Thursday, July 02, 2009

Comment: World Vision's wishes for next weeks G-8

With the G-8 meeting in Italy next week, aid organizations around the world are making their voices heard on what they would like to see done. Advocacy campaigns director for World Vision Patrick Watt, has written an opinion that the G-8 needs to firm up their commitments to aid that they made back in 2005.

From The Huffington Post, we find this snippet of Watt's commentary

Four years on, what was dubbed a 'Marshall Plan' for Africa in 2005 risks disintegrating into a partial plan:

* While non-G8 donors, responsible for a quarter of the total aid increase, are delivering on their side of the deal, aid from the G8 countries has actually fallen. So far, G8 countries have raised aid by just one third of the total they pledged in 2005.
* Italy, the host nation, continues to slash its aid spending, and now gives less than a fifth of one per cent of its national income to poverty reduction.


Failure to deliver on recent promises will cost the G8 heavily in terms of credibility. But more importantly, it threatens a huge social cost at a time when the global recession is hitting low-income countries hardest.

The World Bank estimates that as many as 2.8 million additional child deaths could result between now and 2015 unless urgent action is taken to mitigate the impact of the economic slowdown on household income and public spending.

Some G8 countries -- most notably Italy -- have suggested that the fiscal squeeze in Europe and North America makes delivery of current pledges unaffordable. But on closer scrutiny this is a flimsy alibi: the global aid increase promised by 2010 is equivalent to just 2% of the total stimulus package announced for G8 countries at the London G20, and would be equivalent to about 1% of public spending in most EU member states.

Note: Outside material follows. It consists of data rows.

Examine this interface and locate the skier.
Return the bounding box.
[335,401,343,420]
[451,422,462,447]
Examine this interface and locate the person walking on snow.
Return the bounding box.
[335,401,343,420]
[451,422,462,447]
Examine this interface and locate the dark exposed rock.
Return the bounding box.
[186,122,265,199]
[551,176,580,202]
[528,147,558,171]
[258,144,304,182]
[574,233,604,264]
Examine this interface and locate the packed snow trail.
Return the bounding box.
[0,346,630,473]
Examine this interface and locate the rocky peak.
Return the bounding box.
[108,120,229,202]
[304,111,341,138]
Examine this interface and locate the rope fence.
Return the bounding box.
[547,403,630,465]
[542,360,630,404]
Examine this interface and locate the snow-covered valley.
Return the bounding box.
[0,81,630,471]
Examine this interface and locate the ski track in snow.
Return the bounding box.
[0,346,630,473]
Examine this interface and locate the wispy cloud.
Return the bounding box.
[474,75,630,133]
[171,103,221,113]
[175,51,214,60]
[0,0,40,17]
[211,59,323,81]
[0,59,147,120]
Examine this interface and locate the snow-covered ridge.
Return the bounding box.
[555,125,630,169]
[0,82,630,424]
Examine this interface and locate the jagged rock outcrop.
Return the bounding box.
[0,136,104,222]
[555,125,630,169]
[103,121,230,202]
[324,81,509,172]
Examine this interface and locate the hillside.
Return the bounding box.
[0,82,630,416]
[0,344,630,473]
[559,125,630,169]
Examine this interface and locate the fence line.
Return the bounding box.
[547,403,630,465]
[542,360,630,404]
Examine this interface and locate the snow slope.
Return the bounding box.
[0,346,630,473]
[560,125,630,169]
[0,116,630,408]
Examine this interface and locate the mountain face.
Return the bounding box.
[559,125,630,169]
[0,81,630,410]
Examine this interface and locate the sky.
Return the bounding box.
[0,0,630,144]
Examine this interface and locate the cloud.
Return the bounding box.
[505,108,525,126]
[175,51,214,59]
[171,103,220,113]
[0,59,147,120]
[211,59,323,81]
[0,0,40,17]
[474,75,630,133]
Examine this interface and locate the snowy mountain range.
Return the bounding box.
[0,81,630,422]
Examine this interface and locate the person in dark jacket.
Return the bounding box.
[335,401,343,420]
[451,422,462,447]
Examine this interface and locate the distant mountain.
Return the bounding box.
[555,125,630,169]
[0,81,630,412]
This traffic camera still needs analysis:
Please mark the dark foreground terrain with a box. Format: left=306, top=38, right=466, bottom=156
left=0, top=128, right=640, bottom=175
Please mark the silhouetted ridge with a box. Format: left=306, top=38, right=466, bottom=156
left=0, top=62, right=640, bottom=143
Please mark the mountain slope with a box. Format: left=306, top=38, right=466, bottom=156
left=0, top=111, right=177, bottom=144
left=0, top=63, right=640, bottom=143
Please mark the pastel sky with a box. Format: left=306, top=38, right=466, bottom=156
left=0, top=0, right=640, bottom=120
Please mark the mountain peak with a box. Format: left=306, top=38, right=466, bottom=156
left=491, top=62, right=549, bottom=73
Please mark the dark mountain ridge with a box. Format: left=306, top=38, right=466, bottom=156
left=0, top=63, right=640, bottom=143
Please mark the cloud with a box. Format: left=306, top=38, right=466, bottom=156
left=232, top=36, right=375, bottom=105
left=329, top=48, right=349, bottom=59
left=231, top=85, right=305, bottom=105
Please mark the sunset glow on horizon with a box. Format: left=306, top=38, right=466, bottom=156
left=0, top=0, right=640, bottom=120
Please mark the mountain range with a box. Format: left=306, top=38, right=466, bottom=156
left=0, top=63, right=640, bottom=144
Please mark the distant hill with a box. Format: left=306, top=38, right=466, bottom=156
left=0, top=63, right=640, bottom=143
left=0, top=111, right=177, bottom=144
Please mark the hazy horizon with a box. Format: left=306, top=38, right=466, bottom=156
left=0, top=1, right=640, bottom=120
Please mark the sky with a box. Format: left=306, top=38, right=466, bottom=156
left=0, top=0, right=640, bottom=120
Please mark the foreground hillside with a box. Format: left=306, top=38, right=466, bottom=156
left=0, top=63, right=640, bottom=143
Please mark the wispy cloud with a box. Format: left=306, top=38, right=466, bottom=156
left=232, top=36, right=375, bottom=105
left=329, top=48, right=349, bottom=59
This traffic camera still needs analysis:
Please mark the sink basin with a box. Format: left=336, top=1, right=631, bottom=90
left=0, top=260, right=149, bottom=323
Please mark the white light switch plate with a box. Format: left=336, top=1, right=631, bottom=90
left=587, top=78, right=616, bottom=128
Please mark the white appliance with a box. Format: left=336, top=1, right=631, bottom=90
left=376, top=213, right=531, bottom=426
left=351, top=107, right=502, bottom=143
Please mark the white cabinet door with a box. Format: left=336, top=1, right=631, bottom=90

Inaction by the G8 is the real unaffordable luxury, not least from the perspective of the 9.2 million children who continue to die each year from easily preventable disease. Where the G8 has delivered additional aid for areas such as health, it has made a lasting and positive impact.

A 90% reduction in deaths from measles in Africa since 2001, and provision of life-saving antiretroviral drugs for 4 million people with HIV and AIDS would not have been possible without the support of G8 countries. This is a platform that needs to be built on when the G8 meet in L'Aquila, not squandered.